Parker previously served as the head of the National Science Advisory Board for Biosecurity (NSABB), a group of outside experts that advises NIH on biosecurity matters, and in that role recommended that Congress stand up a new government agency to advise on gain-of-function research. Former Centers for Disease Control and Prevention Director Robert Redfield has also endorsed moving gain-of-function research decision making out of the NIH to an independent commission.
“Given the well documented lapses in the NIH review process, policymakers should … remove final approval of any gain-of function research grants from NIH,” Redfield said in a February op-ed.
It remains to be seen whether the executive order will articulate carveouts for gain-of-function research without risks of harm such as research on non-replicative pseudoviruses, which can be used to study viral evolution without generating pandemic viruses.
It also remains to be seen whether the executive order will define “gain-of-function research” tightly enough to stand up to legal scrutiny should a violator be charged with a crime.
Risky research on coronaviruses funded by the NIH at the Wuhan Institute of Virology through the U.S. nonprofit EcoHealth Alliance typifies the loopholes in NIH’s existing regulatory framework, some biosecurity experts say.
Documents obtained through the Freedom of Information Act in 2023 indicated that EcoHealth Alliance President Peter Daszak submitted a proposal to the Pentagon in 2018 called “DEFUSE” describing gain-of-function experiments on viruses similar to SARS-CoV-2 but downplayed to his intended funder the fact that many of the tests would occur in Wuhan, China.
Daszak and EcoHealth were both debarred from federal funding in January 2025 but have faced no criminal charges.
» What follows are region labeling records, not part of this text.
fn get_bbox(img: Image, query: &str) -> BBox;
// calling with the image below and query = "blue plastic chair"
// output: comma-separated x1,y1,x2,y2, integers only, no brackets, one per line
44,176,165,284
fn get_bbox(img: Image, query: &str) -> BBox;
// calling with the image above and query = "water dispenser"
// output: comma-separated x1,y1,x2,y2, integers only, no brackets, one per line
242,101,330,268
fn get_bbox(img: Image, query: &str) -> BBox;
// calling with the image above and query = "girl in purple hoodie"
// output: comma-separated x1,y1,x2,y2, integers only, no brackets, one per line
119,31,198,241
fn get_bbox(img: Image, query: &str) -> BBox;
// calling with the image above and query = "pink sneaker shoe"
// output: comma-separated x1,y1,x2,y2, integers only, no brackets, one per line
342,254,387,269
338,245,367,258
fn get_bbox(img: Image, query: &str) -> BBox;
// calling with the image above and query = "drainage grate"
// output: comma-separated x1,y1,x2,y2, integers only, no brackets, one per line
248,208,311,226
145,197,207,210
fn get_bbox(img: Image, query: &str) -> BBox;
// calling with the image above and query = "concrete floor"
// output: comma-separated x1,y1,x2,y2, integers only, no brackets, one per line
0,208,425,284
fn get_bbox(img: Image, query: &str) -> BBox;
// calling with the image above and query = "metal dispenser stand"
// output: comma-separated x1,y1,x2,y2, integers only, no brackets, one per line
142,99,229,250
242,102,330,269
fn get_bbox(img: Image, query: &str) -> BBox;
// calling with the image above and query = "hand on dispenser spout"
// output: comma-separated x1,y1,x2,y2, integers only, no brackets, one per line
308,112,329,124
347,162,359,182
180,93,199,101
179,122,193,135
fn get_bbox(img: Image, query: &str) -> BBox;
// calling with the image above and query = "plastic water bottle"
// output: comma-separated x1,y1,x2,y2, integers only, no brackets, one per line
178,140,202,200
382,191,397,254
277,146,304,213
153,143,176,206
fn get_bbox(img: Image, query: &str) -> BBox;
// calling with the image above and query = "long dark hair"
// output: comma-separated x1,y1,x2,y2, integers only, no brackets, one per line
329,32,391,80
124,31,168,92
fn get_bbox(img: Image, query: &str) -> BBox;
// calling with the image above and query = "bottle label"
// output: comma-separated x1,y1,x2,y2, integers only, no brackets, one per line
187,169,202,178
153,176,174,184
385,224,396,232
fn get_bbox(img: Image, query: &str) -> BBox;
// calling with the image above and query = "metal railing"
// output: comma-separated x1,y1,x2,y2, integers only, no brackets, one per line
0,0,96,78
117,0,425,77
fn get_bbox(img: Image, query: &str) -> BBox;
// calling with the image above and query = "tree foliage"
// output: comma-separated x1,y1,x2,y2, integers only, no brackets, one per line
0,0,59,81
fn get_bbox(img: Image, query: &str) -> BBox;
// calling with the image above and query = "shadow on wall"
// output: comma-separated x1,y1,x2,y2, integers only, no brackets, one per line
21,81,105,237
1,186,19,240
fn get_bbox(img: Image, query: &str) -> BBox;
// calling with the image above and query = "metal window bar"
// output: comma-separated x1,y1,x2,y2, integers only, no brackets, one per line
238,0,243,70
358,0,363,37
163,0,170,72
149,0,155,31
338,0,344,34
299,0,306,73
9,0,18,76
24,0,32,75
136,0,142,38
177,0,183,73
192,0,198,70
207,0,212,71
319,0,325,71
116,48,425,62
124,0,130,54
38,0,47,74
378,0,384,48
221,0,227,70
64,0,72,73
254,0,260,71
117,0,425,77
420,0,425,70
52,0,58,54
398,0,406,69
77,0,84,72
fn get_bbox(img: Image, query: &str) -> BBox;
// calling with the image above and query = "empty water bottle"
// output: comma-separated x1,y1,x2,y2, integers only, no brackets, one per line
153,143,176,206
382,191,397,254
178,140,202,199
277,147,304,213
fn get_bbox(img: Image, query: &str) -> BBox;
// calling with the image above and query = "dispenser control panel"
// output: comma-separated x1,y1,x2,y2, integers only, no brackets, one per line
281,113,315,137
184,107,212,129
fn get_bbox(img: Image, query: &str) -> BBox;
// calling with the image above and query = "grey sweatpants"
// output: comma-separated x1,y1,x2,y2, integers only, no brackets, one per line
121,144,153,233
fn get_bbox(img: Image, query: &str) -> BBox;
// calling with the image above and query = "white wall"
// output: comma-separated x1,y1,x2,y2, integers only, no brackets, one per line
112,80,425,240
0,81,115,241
“I don’t know that criminal penalties are necessary. But we do need more sticks in biosafety as well as carrots,” said a biosecurity expert who requested anonymity to avoid retribution from his employer for weighing in on the expected policy. “For instance, biosafety should be a part of tenure review and whether you get funding for future work.”
Some experts say that it is likely that the COVID-19 crisis was a lab-generated pandemic, and that without major policy changes it might not be the last one.
“Gain-of-function research on potential pandemic pathogens caused the COVID-19 pandemic, killing 20 million and costing $25 trillion,” said Richard Ebright, a Rutgers University microbiologist and longtime critic of high-risk virology, to the Daily Caller News Foundation. “If not stopped, gain-of-function research on potential pandemic pathogens likely will cause future lab-generated pandemics.”